使わなければ語学は錆びる

「言葉」というものは「生き物」のようなものです。そこに確かにありますし、理解していればそこからさまざまな意味、さまざまな意志を見出すことができるものの、それ自体はなにも実光力を持たない、記号と音の「法則」です。

言葉は私たち「人」が用いてはじめて「実効力」を持つものです。私たちが気になるのはその言葉自体というよりも、その言葉が持つ「意味」であったり内包している「情報」であったりするのです。

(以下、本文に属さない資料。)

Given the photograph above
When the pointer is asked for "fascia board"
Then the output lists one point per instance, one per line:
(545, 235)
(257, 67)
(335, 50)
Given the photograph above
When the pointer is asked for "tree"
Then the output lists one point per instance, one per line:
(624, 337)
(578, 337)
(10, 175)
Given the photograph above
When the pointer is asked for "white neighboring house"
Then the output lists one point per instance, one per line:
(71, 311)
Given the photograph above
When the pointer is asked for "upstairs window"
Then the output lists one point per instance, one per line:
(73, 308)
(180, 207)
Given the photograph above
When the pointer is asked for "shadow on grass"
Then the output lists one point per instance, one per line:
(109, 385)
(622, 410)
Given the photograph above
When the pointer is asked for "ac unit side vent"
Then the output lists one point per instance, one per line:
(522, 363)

そして人に使われることが大前提の「言葉」は、使われるうちに半ば自然発生的に「変化」していくものであり、時代に合わせた「進化」をしていくのです。

言語学の権威が「正しい言葉の使い方」といくら定義づけても、「最近の言葉は乱れている」といくら嘆いたとしても、誰もが理解できて意味が通じるのであれば、それは「生きた言葉」ということになります。そして、その言葉に合わせて「文法を書き換える」、「辞書を書き換える」ということが必要になるのです。それが「言葉」です。いくら学問で縛ったとしても、その表現が誰からも用いられなくなってしまった場合は、その言葉は「死んでいる」ということになるでしょう。

言葉が「生きている」というのは、それを使う私たちが「生きている」からです。私たちが生きているから、言葉も生きているのです。生きた私たちが言葉に「命」を吹き込んでいるのです。私たちが生きている限り、言葉は変わり続けます。日々話す限り、少しずつ言葉は変化していきます。それを理解できる人がいる限り、その表現を用いる人がいる限り、その言葉は「生き続ける」のです。

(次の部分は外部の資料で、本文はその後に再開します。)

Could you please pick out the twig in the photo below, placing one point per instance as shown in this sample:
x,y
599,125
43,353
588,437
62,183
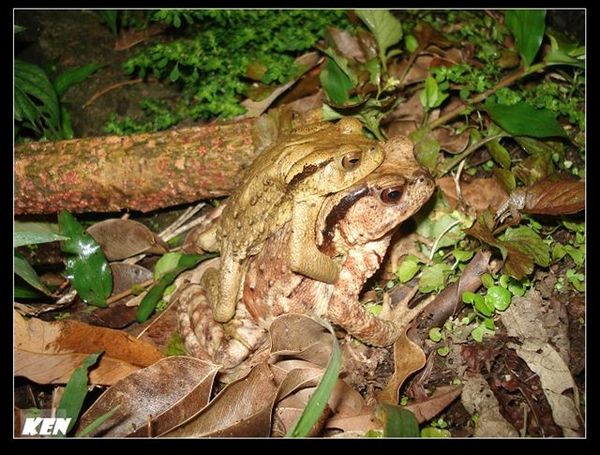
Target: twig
x,y
104,91
508,80
129,291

そのような流動的な「言葉」を死なせてしまうときは、「その言葉を使わなくなった」ときです。知識としては納得していて、意味もわかる。ただ、自分がそれを話すとなんだか誰かから借りた言葉のように感じてしまうということです。そのようなとき、その「言葉」は錆びてしまうということです。「使うこと」、「話す」こと、日ごろから「耳にする」こと、その言葉を「生きた」ものとして扱うためには、毎日その言葉を使い続けることが何よりも大切なことなのです。

知識として蓄積した文法、単語も、確かに「言葉」ではあります。ですが、それを口から発することなく、ただ理解しているだけということでは言葉は死んでいるのと同じです。

いったん英会話の習得を始めたのであれば、その言葉を毎日でも発するということを意識するしかありません。「使うこと」ではじめて生きた言葉として成立するのですから、自分が取得しようとしている言葉を生かすために「使う」しかないのです。それができないのであれば、言葉はやがて死んでいくと思ってください。

そのときにしか通じない表現、その時にしか口にできない単語、時間が経てば誰もが忘れてしまうような単語、例えば人名や団体名などの固有名詞などです。私たち自身もすべての日本語を知っているわけではありません。すべての単語を網羅しているわけではないのです。そのときその言語で多く使われる言葉には波があり、その波に追いつくのではなく、その言葉を使うひとりひとりがその「波」を構成しているのです。それが「言葉」です。言葉は、使わなければ錆びるのです。